À un moment, elle se levait, jetait le bout de sa dernière cigarette.

Aussitôt les feux de Bengale s’éteignaient, les jets d’eau s’arrêtaient, les châles de l’Inde rentraient dans les ténèbres, et la salle de tout à l’heure devenait la misérable salle du Manège Hauchecorne.

Un quart d’heure après, la femme aux boucles d’oreilles de huit cent mille francs, la propriétaire de l’Érèbe et de la Neige, demandait au concierge de l’Hôtel la clef de sa chambre, et se couchait sans l’aide d’aucune femme.

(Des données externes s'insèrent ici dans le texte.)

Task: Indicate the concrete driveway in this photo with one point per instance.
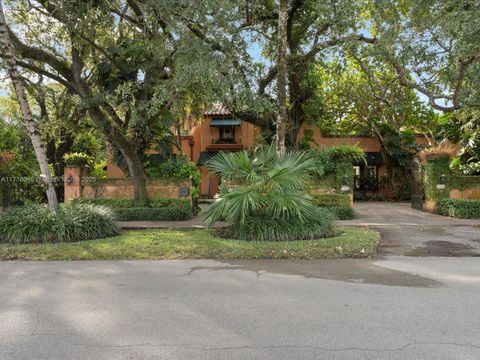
(395, 308)
(406, 231)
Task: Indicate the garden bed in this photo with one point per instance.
(196, 244)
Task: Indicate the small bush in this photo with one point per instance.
(270, 229)
(462, 208)
(341, 212)
(331, 200)
(35, 224)
(153, 214)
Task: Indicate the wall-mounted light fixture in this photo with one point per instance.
(346, 184)
(442, 180)
(184, 191)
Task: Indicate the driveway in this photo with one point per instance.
(396, 308)
(406, 231)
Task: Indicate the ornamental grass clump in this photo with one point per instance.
(264, 197)
(36, 224)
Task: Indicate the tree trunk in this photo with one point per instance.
(40, 152)
(129, 153)
(282, 77)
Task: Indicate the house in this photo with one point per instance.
(368, 176)
(217, 131)
(220, 130)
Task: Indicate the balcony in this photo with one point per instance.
(225, 147)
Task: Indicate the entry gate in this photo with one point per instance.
(418, 194)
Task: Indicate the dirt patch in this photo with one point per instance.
(347, 270)
(444, 248)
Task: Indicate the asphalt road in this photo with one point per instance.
(392, 308)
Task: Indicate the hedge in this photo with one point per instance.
(129, 203)
(328, 200)
(36, 224)
(462, 208)
(158, 209)
(152, 214)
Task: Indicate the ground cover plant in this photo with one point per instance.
(264, 197)
(196, 244)
(157, 209)
(462, 208)
(36, 224)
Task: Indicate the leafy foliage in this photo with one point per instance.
(155, 203)
(153, 214)
(331, 200)
(264, 196)
(432, 169)
(78, 159)
(341, 212)
(35, 224)
(462, 208)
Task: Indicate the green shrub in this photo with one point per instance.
(153, 214)
(269, 201)
(35, 224)
(331, 199)
(78, 159)
(271, 229)
(462, 208)
(341, 212)
(129, 203)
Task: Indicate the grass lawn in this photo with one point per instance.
(195, 244)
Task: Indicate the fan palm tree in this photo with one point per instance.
(264, 196)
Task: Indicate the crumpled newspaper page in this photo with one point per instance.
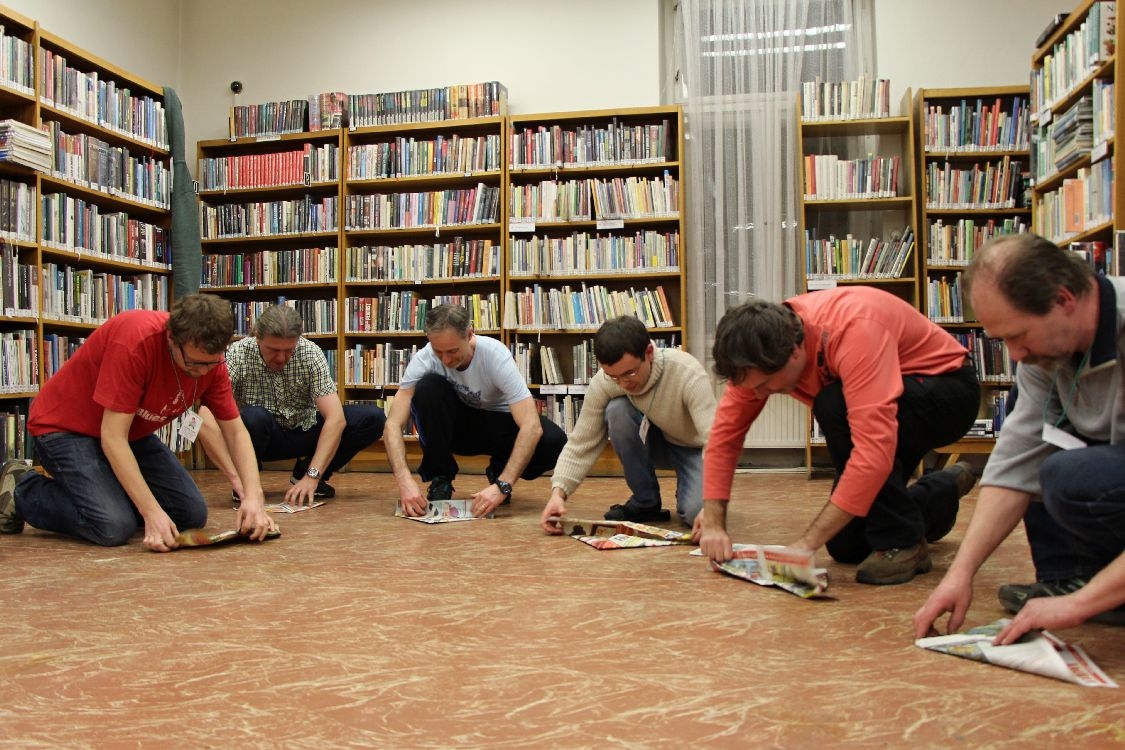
(441, 512)
(1038, 652)
(774, 565)
(621, 534)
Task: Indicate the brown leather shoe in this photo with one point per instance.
(894, 566)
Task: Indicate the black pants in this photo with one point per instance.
(447, 426)
(934, 410)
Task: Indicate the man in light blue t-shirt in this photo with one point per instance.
(467, 398)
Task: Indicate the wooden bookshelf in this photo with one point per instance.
(878, 217)
(594, 228)
(973, 184)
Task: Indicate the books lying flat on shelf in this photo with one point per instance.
(772, 565)
(1037, 652)
(440, 512)
(621, 534)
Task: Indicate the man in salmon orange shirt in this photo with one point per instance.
(885, 385)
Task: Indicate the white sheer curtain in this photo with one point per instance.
(738, 66)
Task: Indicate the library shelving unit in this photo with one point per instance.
(1076, 201)
(422, 226)
(595, 223)
(857, 211)
(269, 227)
(973, 173)
(19, 325)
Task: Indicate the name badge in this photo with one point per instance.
(190, 425)
(1061, 439)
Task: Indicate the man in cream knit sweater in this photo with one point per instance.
(655, 406)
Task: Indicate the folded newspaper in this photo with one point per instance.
(441, 512)
(773, 565)
(621, 534)
(1037, 652)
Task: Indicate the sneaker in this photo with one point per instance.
(894, 566)
(10, 521)
(965, 479)
(629, 512)
(1014, 596)
(441, 488)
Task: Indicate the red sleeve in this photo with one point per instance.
(865, 359)
(738, 408)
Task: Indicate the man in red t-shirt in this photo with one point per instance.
(885, 385)
(95, 421)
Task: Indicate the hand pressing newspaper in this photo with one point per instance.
(1037, 652)
(620, 534)
(441, 512)
(772, 565)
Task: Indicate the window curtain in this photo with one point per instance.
(737, 68)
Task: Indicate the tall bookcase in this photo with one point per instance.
(1076, 200)
(973, 186)
(89, 237)
(595, 223)
(858, 209)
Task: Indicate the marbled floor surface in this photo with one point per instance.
(360, 630)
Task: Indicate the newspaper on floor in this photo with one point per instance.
(285, 507)
(621, 534)
(1037, 652)
(773, 565)
(441, 512)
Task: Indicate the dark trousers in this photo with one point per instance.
(448, 426)
(272, 442)
(933, 410)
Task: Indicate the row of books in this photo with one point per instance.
(990, 357)
(317, 316)
(17, 210)
(405, 310)
(78, 225)
(956, 244)
(1079, 204)
(460, 259)
(381, 364)
(86, 96)
(87, 296)
(592, 145)
(998, 184)
(479, 205)
(828, 177)
(979, 126)
(19, 285)
(17, 63)
(849, 258)
(25, 145)
(407, 156)
(268, 268)
(19, 372)
(308, 214)
(1074, 56)
(306, 165)
(840, 100)
(92, 163)
(581, 252)
(567, 308)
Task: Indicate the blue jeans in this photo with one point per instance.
(641, 459)
(1079, 527)
(83, 498)
(272, 442)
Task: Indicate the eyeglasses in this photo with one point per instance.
(199, 363)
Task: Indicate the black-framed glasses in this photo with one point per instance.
(199, 363)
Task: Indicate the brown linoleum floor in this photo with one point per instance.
(360, 630)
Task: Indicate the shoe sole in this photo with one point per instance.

Le lendemain, la Tompkins reprenait sa vie aux allures modestes, seulement quand le bruit se faisait dans les journaux d’un tableau ou d’un meuble d’art immensément cher, qu’il fût bon ou mauvais, exquis ou médiocre, elle arrivait en fiacre, tirait d’un portefeuille la somme demandée, et emportait le tableau ou le meuble sur la galerie de la voiture sans donner son nom. Et dans sa chambre démeublée de tout, excepté du lit, d’une table de nuit, de son trapèze, montaient contre les murs, hermétiquement clouées et superposées les unes sur les autres, des caisses de bois blanc renfermant emballés tous les achats de l’écuyère, sans plus que jamais elle les regardât.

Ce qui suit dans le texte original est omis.